Document core locking principles

doc/core-principle-en.md

@@ -0,0 +1,66 @@
+# ShowWhatProcessLocksFile Core Principles and System Calls
+
+## Summary
+
+This tool does not try opening the target path itself. Instead it enumerates every handle in the system, duplicates the handle into the current process, resolves the handle to a file path, and then compares that path against the requested file or folder.
+
+The main flow lives in `src/App/LockFinding/LockFinder.cs`:
+
+1. Call `NtQuerySystemInformation(SystemExtendedHandleInformation)` to retrieve the system-wide handle table.
+2. Group the handles by PID.
+3. For each process call `OpenProcess(PROCESS_DUP_HANDLE | PROCESS_QUERY_INFORMATION | PROCESS_VM_READ)`.
+4. For every handle call `DuplicateHandle` so the current process owns a copy.
+5. Pass the duplicated handle to `GetFinalPathNameByHandleW` to get the actual filesystem path.
+6. Compare paths for exact match when the target is a file, or prefix match when the target is a directory.
+7. Optionally scan process modules via `EnumProcessModules + GetModuleFileNameEx` to catch DLL/EXE mappings.
+
+## Key syscalls / Win32 APIs
+
+### 1) Handle enumeration (critical)
+
+- `NtQuerySystemInformation` (`ntdll.dll`)
+  - Location: `src/App/LockFinding/Interop/NtDll.cs`
+  - Class used: `SystemExtendedHandleInformation (64)`
+  - Purpose: captures every handle in the system, including owning PID, handle value, and granted access.
+
+This is the only way the tool learns which process—if any—owns which handle.
+
+### 2) Cross-process handle inspection
+
+- `OpenProcess` (`kernel32.dll`)
+  - Location: `src/App/LockFinding/Interop/WinApi.cs`
+  - Purpose: open target process with enough rights to duplicate handles.
+
+- `DuplicateHandle` (`kernel32.dll`)
+  - Location: `src/App/LockFinding/Interop/WinApi.cs`
+  - Purpose: copy a foreign handle into the current process so it can be interrogated safely.
+
+- `GetFinalPathNameByHandleW` (`kernel32.dll`)
+  - Location: `src/App/LockFinding/Interop/WinApi.cs`
+  - Purpose: resolve the handle back into a filesystem path (normalized by stripping `\\?\`).
+
+### 3) Process metadata and module probing
+
+- `QueryFullProcessImageName` (`kernel32.dll`)

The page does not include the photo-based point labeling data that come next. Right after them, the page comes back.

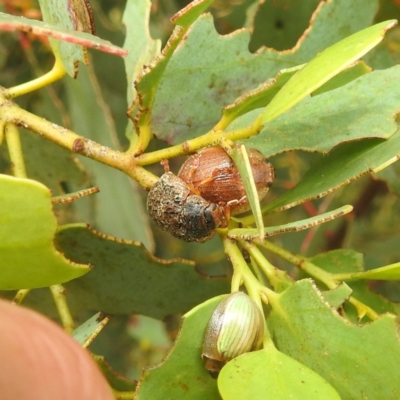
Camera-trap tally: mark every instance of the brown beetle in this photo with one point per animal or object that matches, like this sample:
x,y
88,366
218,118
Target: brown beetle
x,y
212,174
183,214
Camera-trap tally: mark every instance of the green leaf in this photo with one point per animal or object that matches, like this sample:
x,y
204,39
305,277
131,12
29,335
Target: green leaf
x,y
344,261
325,66
119,209
336,297
127,279
351,73
342,165
365,108
270,374
219,69
64,39
85,334
242,162
27,228
150,77
182,374
257,98
138,42
354,359
391,176
388,273
248,234
263,95
115,380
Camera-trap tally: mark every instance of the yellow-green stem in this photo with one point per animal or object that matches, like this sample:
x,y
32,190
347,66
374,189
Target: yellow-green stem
x,y
277,278
15,151
56,73
301,262
59,295
123,395
317,273
212,138
254,288
11,113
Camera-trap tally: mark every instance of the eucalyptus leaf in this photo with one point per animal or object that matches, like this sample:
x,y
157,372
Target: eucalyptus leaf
x,y
138,42
127,279
348,356
27,228
337,296
345,261
269,373
342,165
325,66
84,334
219,69
116,380
182,374
364,108
119,206
66,41
248,234
150,78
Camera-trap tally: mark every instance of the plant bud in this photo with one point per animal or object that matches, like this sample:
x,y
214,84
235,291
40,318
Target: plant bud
x,y
236,327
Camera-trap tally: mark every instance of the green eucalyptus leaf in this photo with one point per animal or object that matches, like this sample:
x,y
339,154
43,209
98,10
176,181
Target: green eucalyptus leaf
x,y
337,296
115,380
182,374
65,40
342,165
269,373
248,234
119,208
388,273
242,162
27,228
351,73
138,42
364,108
127,279
325,66
257,98
85,334
345,261
150,78
352,358
219,69
391,176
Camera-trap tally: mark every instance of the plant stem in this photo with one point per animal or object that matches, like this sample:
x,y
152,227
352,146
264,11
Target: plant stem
x,y
20,296
317,273
123,395
60,301
56,73
302,263
70,140
254,288
15,150
278,279
212,138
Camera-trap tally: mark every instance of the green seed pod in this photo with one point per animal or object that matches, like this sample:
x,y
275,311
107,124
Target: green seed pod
x,y
236,327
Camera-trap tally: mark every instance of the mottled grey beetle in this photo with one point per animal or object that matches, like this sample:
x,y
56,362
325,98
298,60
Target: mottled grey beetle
x,y
184,215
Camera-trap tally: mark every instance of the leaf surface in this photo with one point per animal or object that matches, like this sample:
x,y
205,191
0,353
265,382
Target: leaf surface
x,y
348,356
182,374
127,279
268,373
343,164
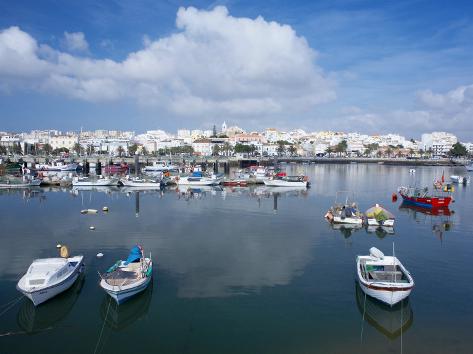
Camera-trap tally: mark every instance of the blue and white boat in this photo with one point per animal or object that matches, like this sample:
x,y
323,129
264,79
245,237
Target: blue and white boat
x,y
128,278
49,277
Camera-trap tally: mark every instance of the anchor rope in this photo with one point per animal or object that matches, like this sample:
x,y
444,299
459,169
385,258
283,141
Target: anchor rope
x,y
103,325
11,305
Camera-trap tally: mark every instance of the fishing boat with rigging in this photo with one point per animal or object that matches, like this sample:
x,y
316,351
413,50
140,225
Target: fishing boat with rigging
x,y
128,278
422,197
346,212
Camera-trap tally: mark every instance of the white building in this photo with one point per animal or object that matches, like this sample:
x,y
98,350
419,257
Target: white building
x,y
440,142
63,141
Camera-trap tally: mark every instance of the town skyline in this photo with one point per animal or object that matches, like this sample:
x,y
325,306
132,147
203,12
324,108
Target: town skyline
x,y
363,66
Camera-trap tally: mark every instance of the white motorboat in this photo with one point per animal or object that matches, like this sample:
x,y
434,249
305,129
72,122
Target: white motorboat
x,y
100,181
383,277
460,179
160,166
12,183
379,216
287,181
128,278
49,277
344,213
198,179
137,182
58,165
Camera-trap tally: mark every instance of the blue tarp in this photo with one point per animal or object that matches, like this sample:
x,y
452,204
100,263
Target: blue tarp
x,y
135,254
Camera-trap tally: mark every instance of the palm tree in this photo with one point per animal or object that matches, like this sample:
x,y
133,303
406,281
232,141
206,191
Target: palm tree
x,y
77,148
120,150
227,148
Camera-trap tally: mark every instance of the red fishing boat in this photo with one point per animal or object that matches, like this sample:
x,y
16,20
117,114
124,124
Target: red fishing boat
x,y
116,168
422,197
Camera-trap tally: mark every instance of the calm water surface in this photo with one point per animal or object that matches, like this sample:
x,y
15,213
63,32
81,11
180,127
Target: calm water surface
x,y
241,270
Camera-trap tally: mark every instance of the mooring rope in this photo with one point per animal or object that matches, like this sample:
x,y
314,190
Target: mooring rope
x,y
11,304
103,325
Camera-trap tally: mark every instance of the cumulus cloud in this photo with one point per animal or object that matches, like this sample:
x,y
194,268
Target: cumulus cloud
x,y
451,111
75,42
214,65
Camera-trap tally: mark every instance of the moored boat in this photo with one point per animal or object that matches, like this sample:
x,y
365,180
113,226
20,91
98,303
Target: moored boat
x,y
116,168
460,179
383,277
197,179
12,183
287,181
422,197
137,182
128,278
88,181
49,277
160,166
58,165
344,213
379,216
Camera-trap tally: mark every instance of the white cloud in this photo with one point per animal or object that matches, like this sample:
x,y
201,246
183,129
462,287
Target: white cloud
x,y
75,42
214,65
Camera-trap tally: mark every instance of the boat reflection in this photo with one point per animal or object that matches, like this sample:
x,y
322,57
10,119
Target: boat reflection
x,y
389,321
347,229
33,319
122,316
380,231
440,217
414,209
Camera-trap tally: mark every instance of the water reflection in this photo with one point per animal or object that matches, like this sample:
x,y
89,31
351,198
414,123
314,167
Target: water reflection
x,y
380,231
347,229
440,218
122,316
392,322
34,319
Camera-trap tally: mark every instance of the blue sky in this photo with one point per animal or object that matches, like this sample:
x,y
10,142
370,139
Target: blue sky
x,y
368,66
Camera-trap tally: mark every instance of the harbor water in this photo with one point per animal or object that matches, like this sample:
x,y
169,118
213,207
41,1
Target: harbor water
x,y
241,270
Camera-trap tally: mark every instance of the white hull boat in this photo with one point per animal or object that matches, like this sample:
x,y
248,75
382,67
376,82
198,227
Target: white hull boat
x,y
160,166
346,213
141,183
9,184
97,182
49,277
379,216
383,277
128,278
59,166
294,181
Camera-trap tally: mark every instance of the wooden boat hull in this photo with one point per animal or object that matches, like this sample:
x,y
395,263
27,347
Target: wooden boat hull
x,y
123,294
282,183
430,202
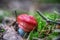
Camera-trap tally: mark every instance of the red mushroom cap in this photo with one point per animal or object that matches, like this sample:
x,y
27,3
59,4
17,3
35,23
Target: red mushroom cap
x,y
26,22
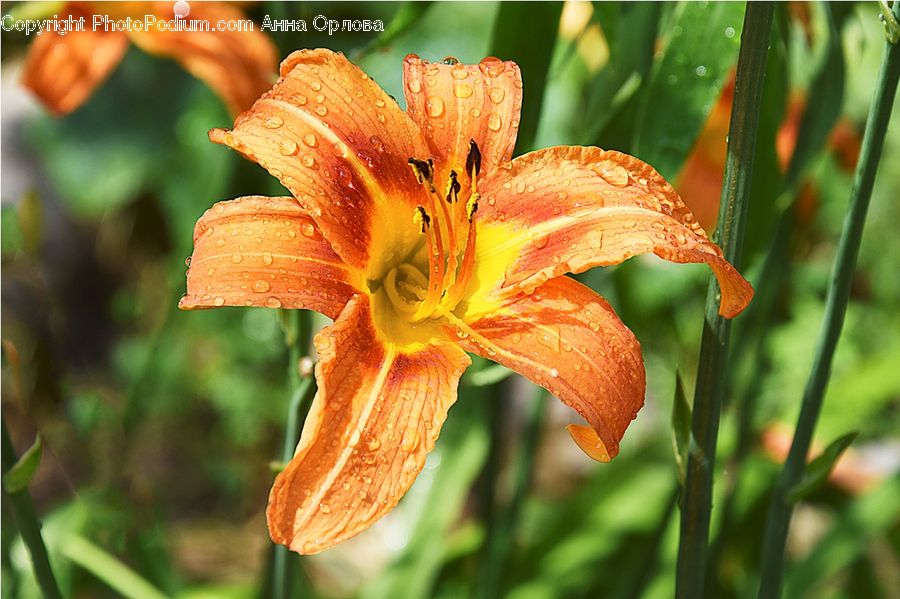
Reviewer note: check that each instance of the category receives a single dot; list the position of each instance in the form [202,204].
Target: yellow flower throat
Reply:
[448,227]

+- `OpenProcessToken` (`advapi32.dll`)
+- `EnumProcessModules` / `GetModuleFileNameEx` (`psapi.dll`)
+
+These calls collect the executable path, owner principal, and loaded modules for each process. Module probing supplements the handle scan by catching mapped DLLs and EXEs that may lock the target path.
+
+## Stability safeguards in code
+
+When `GetFinalPathNameByHandleW` runs, the enumeration uses `WorkerThreadWithDeadLockDetection + Watchdog` (50ms timeout) so a slow or misbehaving handle cannot freeze the scan:
+
+- `src/App/LockFinding/Utils/WorkerThreadWithDeadLockDetection.cs`
+- `src/App/LockFinding/Utils/Watchdog.cs`
+
+This is not part of the locking logic itself but makes the tool viable in real scenarios.
+
+## Role of `NtQueryObject`
+
+`NtQueryObject` is also declared (`src/App/LockFinding/Interop/NtDll.cs`) and wrapped by:
+
+- `GetHandleName`
+- `GetHandleType`
+
+The current `LockFinder.FindWhatProcessesLockPath` implementation never invokes these helpers. The effective pipeline is `NtQuerySystemInformation + DuplicateHandle + GetFinalPathNameByHandleW`, not `NtQueryObject`.